BarryWarsaw
Just some quick notes to capture some thoughts.
Background: I'm currently leading the development for Mailman a mailing list manager written Python. Mailman has a bundled archiver called Pipermail, which is really nice in that it mostly works, is written in Python, and gives users a half-decent archiver out of the box.
Pipermail however has lots of problems: its code is very difficult to maintain, it doesn't handle more complex email types (i.e multiparts or attachments-- but MM2.1 will be better!), it's not very efficient, and it doesn't support searching, or more advanced forms of collaboration.
My short term goals would be to design a new archiver based on Zope, centrally modeled around an email message type.
A quick summary of features I want:
- I want to throw all the messages into a big bucket and construct views on the archived messages on the fly. I don't like Pipermail's artificial separation of indexes into time-based buckets. Too many threads span multiple months.
- Everything's done through the catalog. E.g. want to find all the postings by me in the last 3 months? Want to follow the entire foobar thread, even if it started 6 months ago? We should have canned catalog searches that mimic current behavior, but we can be much more flexible too.
- Full-text searching. Need I say more?
- weblog. I'm just starting to learn a bit more about weblogs and blogging, but I already know that I want followups and content to be addable from many differnt channels. They should crosspost, much like Mailman's current news<-->mail gateway.
- post via web. Maybe this is weblog? I want a button for anybody reading the archive via the web to be able to post a followup or reply to the current message. I also want them to be able to start a new thread via the web.
- forward via web. See an article you like? Or one your
friend likes?
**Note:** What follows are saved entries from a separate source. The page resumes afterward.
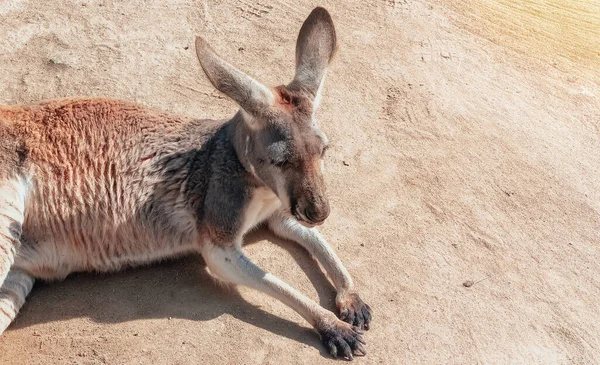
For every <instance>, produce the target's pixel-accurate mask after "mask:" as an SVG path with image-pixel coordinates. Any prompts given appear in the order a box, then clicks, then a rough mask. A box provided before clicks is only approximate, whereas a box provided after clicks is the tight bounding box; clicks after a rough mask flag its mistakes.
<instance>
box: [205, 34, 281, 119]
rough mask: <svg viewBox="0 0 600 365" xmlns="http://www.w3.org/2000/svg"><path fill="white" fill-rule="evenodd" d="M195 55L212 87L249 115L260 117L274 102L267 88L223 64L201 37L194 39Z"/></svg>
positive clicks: (208, 45) (231, 68)
mask: <svg viewBox="0 0 600 365" xmlns="http://www.w3.org/2000/svg"><path fill="white" fill-rule="evenodd" d="M196 55H197V56H198V60H199V61H200V65H201V66H202V69H203V70H204V73H205V74H206V76H207V77H208V79H209V80H210V82H211V83H212V84H213V85H214V87H215V88H217V90H219V91H220V92H222V93H223V94H225V95H227V96H229V97H230V98H232V99H233V100H235V101H236V102H237V103H238V104H239V106H240V107H242V109H244V110H245V111H246V112H248V113H249V114H251V115H254V116H257V115H260V114H261V113H262V112H264V111H265V110H266V109H268V108H269V106H270V105H272V104H273V102H274V101H275V97H274V96H273V93H272V92H271V91H270V90H269V89H268V88H267V87H265V86H264V85H263V84H261V83H260V82H258V81H256V80H254V79H253V78H252V77H250V76H248V75H246V74H245V73H243V72H242V71H240V70H238V69H237V68H235V67H233V66H232V65H231V64H229V63H227V62H225V61H224V60H223V59H222V58H221V57H219V55H217V54H216V53H215V51H214V50H213V49H212V48H211V46H210V45H209V44H208V43H207V42H206V41H205V40H204V39H203V38H202V37H196Z"/></svg>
Fill in your email address (or not, if
you're already logged in) and hit the forward button.
Note: this introduces an abuse vector, i.e. forward
bomb people you don't like. Possible mitigating factors
include requiring a logon, message/rfc822 encapsulation
daily limit on forwards to an email address.
Note: you want to be able to forward a digest of interesting messages in one swoop, but see above.
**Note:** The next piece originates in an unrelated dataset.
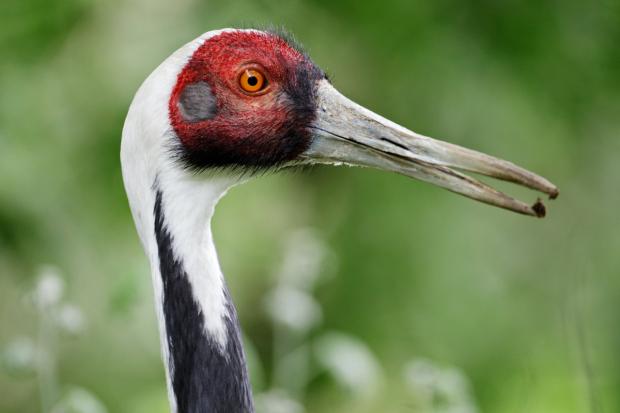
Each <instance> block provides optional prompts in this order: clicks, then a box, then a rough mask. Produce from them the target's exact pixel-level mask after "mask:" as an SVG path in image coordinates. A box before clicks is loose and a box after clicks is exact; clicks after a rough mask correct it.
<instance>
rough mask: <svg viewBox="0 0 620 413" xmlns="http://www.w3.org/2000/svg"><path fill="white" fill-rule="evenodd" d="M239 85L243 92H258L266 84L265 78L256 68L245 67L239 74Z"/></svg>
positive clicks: (266, 81)
mask: <svg viewBox="0 0 620 413" xmlns="http://www.w3.org/2000/svg"><path fill="white" fill-rule="evenodd" d="M239 86H240V87H241V89H242V90H243V91H245V92H248V93H251V94H259V93H260V92H262V91H263V90H264V89H265V87H266V86H267V79H265V75H263V73H262V72H261V71H259V70H257V69H245V70H243V72H241V74H240V76H239Z"/></svg>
- Dang it would be cool to provide an nntp front end to the archived messages. Some people like reading discussions via email and/or digests, some like the web some like news. We could (and should) cater to all.
- attachment archiving. All kinds of funky stuff comes in email. we should strip out attachments of known types, compare them to various filters (e.g. application/octet-streams get chucked), maybe pass them through virus checkers. This needs a back door to the delivery process (what I call the "m-and-m", i.e. moderate-and-munge) so that we could e.g. strip out large image attachments from messages exploded to the membership, replacing them with a url to the archived attachment.
- url-based digests. Mailman has two types of digests currently, RFC 1153 and RFC 934. Both contain the full messages in their digests (with perhaps some header trimming). An alternative offering should be a summary digest which just contains urls to the articles in the archive.
Okay, so I admit I don't have a very lofty vision, but I still think this stuff would rock!
Side note: I have other areas of interest for integration, or leaching onto Zope technology. I want to be able to integrate membership databases with Zope (one membership in Zope, and you manage your list memberships through it). This would actually be possible with Mailman 2.1. I also want to explore the use of page templates to replace Mailman's current extremely ad-hoc web gui (some hardcoded scripts, some homegrown templating).